Moreover, from Figure 2a, we can observe a clear discrepancy between the shape of the dose–response curves; the saccharides (dotted lines) are rapidly flattening after the addition of a second equivalent of analyte (50 μM), while for the phosphorylated molecules, 10 equivalents of analytes (solid lines) are just enough to reach a plateau. This can be linked to the binding mode of these analytes with the fluorescein⸦MR1 system. For sugars, it is well-known that boronic acids form up to two bonds with diols to generate stable boronate esters [70], while with phosphates, a single bond is formed with higher lability [71,72,73,74]. Therefore, as suggested by the shape of these dose–response curves, different analytes prompt different responses from the fluorescein⸦MR1 sensor, most likely by conformational changes. The sugars seem to interact strongly with the free boronic acid functions of MR1, thus having a variable impact on the partial quenching of the fluorescence, which remains stable after two equivalents of analytes. In the case of phosphorylated molecules, interactions appear to be weaker, as more equivalents of analytes are needed to reach an equilibrium, but they also show a higher impact on the quenching process. Therefore, we can conclude that different dynamic processes are taking place, depending on the nature of the analyte (see Figure 7).

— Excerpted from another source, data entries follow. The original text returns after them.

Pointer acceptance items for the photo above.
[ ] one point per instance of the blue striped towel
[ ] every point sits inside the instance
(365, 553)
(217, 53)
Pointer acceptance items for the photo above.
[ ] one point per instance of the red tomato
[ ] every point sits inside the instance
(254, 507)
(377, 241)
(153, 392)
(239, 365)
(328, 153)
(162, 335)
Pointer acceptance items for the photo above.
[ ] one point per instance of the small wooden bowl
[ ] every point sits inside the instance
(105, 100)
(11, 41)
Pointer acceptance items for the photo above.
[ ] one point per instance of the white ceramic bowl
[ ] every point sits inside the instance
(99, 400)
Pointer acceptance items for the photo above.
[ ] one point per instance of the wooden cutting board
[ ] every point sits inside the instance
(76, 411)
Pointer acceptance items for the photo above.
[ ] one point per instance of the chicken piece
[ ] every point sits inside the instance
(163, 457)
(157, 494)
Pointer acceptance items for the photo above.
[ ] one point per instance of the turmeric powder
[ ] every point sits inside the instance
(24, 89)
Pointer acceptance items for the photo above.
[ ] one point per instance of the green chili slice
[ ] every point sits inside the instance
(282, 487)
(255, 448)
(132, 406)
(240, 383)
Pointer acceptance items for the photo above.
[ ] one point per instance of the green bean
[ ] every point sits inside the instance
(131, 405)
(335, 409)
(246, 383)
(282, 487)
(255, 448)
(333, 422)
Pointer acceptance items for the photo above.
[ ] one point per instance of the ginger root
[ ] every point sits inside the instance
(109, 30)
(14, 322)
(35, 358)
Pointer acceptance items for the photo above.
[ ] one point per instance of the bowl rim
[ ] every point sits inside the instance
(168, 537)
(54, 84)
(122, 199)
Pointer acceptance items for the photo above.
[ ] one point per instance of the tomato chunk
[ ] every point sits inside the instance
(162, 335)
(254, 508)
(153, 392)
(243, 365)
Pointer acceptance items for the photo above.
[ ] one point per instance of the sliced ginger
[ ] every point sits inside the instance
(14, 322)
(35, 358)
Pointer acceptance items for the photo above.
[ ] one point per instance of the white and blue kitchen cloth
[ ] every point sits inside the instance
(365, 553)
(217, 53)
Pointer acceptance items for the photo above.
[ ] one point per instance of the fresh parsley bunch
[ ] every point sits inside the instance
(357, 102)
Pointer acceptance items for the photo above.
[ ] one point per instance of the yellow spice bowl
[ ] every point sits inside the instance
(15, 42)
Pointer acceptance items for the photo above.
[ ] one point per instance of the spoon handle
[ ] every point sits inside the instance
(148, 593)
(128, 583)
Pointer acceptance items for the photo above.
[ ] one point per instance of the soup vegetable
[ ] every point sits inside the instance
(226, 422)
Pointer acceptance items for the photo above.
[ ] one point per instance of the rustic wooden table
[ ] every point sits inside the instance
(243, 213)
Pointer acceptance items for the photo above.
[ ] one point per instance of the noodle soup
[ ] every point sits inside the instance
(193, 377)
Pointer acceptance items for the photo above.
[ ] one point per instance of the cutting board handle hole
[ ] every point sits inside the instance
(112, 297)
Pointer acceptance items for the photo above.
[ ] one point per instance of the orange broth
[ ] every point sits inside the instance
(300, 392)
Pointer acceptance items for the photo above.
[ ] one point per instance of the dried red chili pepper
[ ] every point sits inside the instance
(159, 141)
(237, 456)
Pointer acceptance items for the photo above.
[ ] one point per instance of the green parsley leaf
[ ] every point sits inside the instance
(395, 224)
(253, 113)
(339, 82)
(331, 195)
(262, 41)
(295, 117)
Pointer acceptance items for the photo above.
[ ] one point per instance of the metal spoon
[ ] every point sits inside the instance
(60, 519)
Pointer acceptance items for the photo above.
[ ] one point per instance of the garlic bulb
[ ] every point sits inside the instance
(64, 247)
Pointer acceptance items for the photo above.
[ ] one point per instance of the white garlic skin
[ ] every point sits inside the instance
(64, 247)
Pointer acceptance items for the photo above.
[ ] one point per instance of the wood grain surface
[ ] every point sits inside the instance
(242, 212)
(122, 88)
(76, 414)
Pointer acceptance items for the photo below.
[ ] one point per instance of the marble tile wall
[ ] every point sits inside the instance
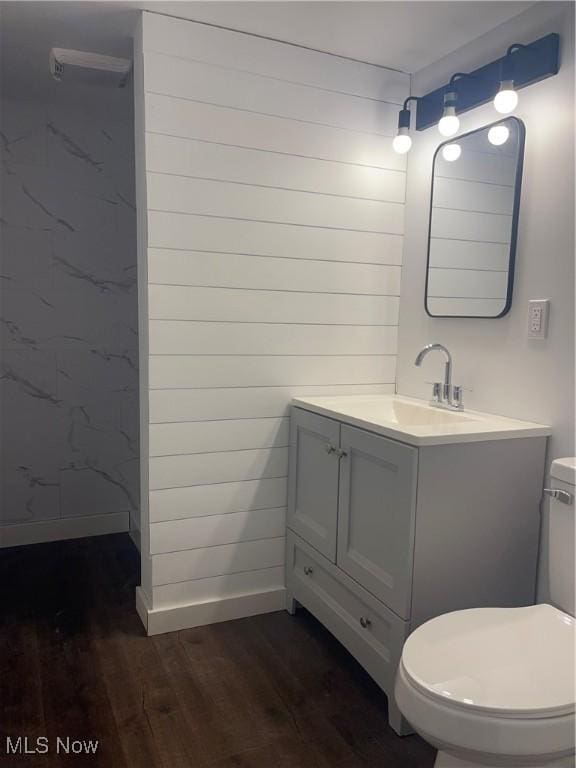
(68, 312)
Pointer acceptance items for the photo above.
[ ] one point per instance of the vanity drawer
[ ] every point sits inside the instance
(369, 630)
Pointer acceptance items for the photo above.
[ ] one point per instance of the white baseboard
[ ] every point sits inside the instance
(160, 620)
(63, 528)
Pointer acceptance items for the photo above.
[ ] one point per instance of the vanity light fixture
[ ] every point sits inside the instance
(449, 123)
(498, 135)
(403, 141)
(506, 100)
(451, 152)
(496, 82)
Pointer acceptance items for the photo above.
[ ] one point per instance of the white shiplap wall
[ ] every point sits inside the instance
(274, 212)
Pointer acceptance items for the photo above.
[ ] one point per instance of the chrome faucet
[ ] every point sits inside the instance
(443, 395)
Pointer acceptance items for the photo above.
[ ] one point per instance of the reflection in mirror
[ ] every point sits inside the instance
(473, 222)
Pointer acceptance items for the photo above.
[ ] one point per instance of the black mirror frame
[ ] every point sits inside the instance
(515, 216)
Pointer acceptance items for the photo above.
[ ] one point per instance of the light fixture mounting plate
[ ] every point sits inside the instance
(531, 63)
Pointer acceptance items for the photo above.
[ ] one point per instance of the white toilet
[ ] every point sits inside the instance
(496, 686)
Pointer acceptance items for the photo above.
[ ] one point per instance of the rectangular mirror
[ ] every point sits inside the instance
(476, 181)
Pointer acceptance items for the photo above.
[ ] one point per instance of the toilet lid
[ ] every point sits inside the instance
(506, 661)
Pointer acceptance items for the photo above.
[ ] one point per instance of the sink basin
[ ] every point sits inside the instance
(419, 415)
(416, 422)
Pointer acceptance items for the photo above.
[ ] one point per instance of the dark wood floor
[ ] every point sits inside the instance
(272, 691)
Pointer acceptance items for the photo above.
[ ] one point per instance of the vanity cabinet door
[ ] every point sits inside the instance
(313, 480)
(376, 515)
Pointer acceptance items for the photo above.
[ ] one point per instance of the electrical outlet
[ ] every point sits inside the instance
(538, 311)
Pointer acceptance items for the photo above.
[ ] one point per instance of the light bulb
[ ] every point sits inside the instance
(401, 143)
(498, 135)
(449, 122)
(451, 152)
(506, 100)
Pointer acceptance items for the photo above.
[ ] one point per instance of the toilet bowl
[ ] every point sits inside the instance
(496, 686)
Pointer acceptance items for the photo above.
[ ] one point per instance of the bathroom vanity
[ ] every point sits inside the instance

To confirm the importance of the boronic acid functions, a known cationic metalla-rectangle with four hydroxy ethyl groups was prepared [67] and tested with fluorescein as fluorophore, in the presence or absence of the same analytes (Figure 3). This metalla-rectangle (MR2), which possesses a cavity similar to that of MR1, interacts with fluorescein, showing partial quenching of the fluorescence (≈12%). However, maximum quenching was reached after the addition of only one equivalent of the fluorophore (Figure S19), suggesting that fluorescein sits in the cavity of MR2 and interacts mainly by π-stacking and electrostatic interactions, and not with the hydroxyl groups at the periphery of the rectangle. Accordingly, upon the gradual addition of analytes, the quenching of fluorescence remains the same, having no effect on the host–guest interactions and the photophysical property of the fluorescein⸦MR2 system (Figure 3). Overall, these results confirm that another mode of interaction between the fluorophore and the non-boronic acid functionalized metalla-rectangle MR2 is in action here, as compared to the fluorescein⸦MR1 system (see Figure 7). These results support our design, in which boronic acid functional groups are crucial for sensing saccharides and to some extent phosphorylated molecules, and that such analytes can disrupt the quenching property of the fluorophore⸦MR1 systems by allosteric mechanisms.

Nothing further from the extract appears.